Portrait réalisé par l’AFP
Depuis son entrée au parlement en 2009, Haneen Zoabi n'a cessé de provoquer institutions et public israéliens: pour ses détracteurs, cette Arabe israélienne est l'ennemie de l'intérieur, pour ses admirateurs, la pasionaria de la cause palestinienne en Israël.
Personnalité la plus controversée de la scène politique israélienne, cette élégante quadragénaire est une habituée des prétoires. Quatre fois la justice l'a convoquée pour répondre à des accusations d'hostilité à l'encontre d'Israël.
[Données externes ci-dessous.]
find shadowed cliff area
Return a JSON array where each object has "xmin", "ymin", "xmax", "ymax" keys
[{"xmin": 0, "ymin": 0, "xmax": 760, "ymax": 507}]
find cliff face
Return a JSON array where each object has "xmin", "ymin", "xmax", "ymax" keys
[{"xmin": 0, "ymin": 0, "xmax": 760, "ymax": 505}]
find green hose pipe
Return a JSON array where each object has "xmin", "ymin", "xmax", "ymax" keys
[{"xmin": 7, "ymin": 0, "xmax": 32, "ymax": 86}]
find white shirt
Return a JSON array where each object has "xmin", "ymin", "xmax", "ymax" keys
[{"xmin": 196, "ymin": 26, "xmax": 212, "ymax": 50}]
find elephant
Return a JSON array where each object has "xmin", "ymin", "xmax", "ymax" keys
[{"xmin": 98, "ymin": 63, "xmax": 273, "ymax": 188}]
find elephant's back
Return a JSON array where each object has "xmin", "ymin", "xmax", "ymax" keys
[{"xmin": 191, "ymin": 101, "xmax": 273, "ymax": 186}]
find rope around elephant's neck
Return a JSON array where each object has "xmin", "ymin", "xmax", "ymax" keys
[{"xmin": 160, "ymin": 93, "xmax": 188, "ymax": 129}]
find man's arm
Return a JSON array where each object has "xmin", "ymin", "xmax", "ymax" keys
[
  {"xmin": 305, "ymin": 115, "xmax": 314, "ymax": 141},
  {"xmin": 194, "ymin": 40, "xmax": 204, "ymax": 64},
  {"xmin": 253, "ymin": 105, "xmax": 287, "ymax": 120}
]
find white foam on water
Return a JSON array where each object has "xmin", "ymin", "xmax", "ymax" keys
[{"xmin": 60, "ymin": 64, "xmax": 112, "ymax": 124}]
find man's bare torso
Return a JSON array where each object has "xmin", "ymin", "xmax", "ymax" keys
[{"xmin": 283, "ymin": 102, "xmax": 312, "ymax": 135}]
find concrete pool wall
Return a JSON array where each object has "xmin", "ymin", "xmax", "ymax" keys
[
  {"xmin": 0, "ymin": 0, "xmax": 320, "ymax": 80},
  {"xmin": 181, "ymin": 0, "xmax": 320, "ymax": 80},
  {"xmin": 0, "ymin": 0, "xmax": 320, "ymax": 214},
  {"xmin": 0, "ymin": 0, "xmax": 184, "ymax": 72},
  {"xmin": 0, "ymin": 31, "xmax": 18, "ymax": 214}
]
Cette fois encore, alors que se profilent les législatives du 17 mars, la droite a tenté de la disqualifier. Une fois de plus, un tribunal l'a remise en course, et elle conserve sa septième place sur la liste arabe commune sur laquelle se sont réunis tous les partis arabes d'Israël, des communistes aux islamistes en passant par les nationalistes arabes de son parti, le Rassemblement national démocratique (RND).
Née il y a 45 ans à Nazareth, la plus grande ville arabe d'Israël, elle entend bien continuer à porter le combat des Palestiniens au cœur du système israélien. "Haneen à Jénine", en Cisjordanie occupée, crient ses adversaires.
Haneen Zoabi est l'une des descendantes des Palestiniens qui, à la différence de centaines de milliers d'autres, sont restés sur leurs terres à la création d'Israël en 1948. Ils sont aujourd'hui environ 1,3 million, 20% de la population israélienne. Alors, elle n'en démord pas: "Ici, c'est ma terre. Je ne suis pas un colon, moi. Je resterai dans ma maison".
"Notre présence au Parlement est une façon de rendre visibles les Arabes palestiniens à l'intérieur d'Israël. Ce pays fait comme si nous n'existions pas. Ils traitent les Palestiniens en ennemis, mais nous (les Arabes israéliens), ils font comme si nous avions été rayés de la carte".
Formée à la philosophie à l'université de Haïfa, cette diplômée en journalisme est la personnalité arabe la plus connue d'Israël, sûrement parce qu'elle ne mâche pas ses mots et, un à un, fait voler en éclats les tabous.
Elle dit et redit refuser le caractère juif de l'Etat. Quand elle évoque le programme nucléaire iranien, ce n'est pas pour le condamner comme l'ensemble des dirigeants israéliens - ce qui lui valut une pétition réclamant son renvoi de la Knesset qui a recueilli 40.000 signatures en moins de 24 heures.
De toutes les manifestations
Pire, la première fois qu'elle a prêté serment en 2009, elle est sortie du Parlement avant que ne soit joué l'hymne israélien pour "ne pas être hypocrite" en écoutant "cet hymne qui ne me représente pas". Depuis, raconte-t-elle, c'est le froid total. "A la Knesset, 80% de mes collègues ne me saluent même pas.
J'assiste aux séances, je participe aux débats et je m'en vais. Je ne traîne pas à la cafétéria".
Mais c'est en 2010 que l'animosité a grimpé en flèche dans la rue israélienne: arrêtée à bord d'une flottille turque qui tentait de briser le blocus imposé par Israël à la bande de Gaza, elle n'a échappé à la prison que grâce à son immunité parlementaire. Ses collègues à la Knesset ont vainement réclamé qu'elle perde son siège, et même sa nationalité israélienne.
A la sortie du tribunal, elle déclarait: "Pas étonnant qu'un Etat qui prive un million de ses citoyens arabes de leurs droits fondamentaux veuille les retirer à l'un de leurs représentants".
Un temps, elle a été protégée de ses collègues par la sécurité de la Knesset à l'instigation du chef du Parlement de l'époque, Reuven Rivlin, aujourd'hui président d'Israël. Cinq ans plus tard, elle est toujours là, de toutes les manifestations, prenant à partie sans faiblir les soldats israéliens en hébreu et haranguant les foules en arabe.
"Nous ne sommes pas une opposition comme celles qui existent dans les pays qui garantissent les droits de tous leurs citoyens, comme en Europe par exemple", explique-t-elle. Si elle participe à la vie politique israélienne c'est "pour représenter mon peuple devant l'Etat, et pas l'Etat auprès de mon peuple".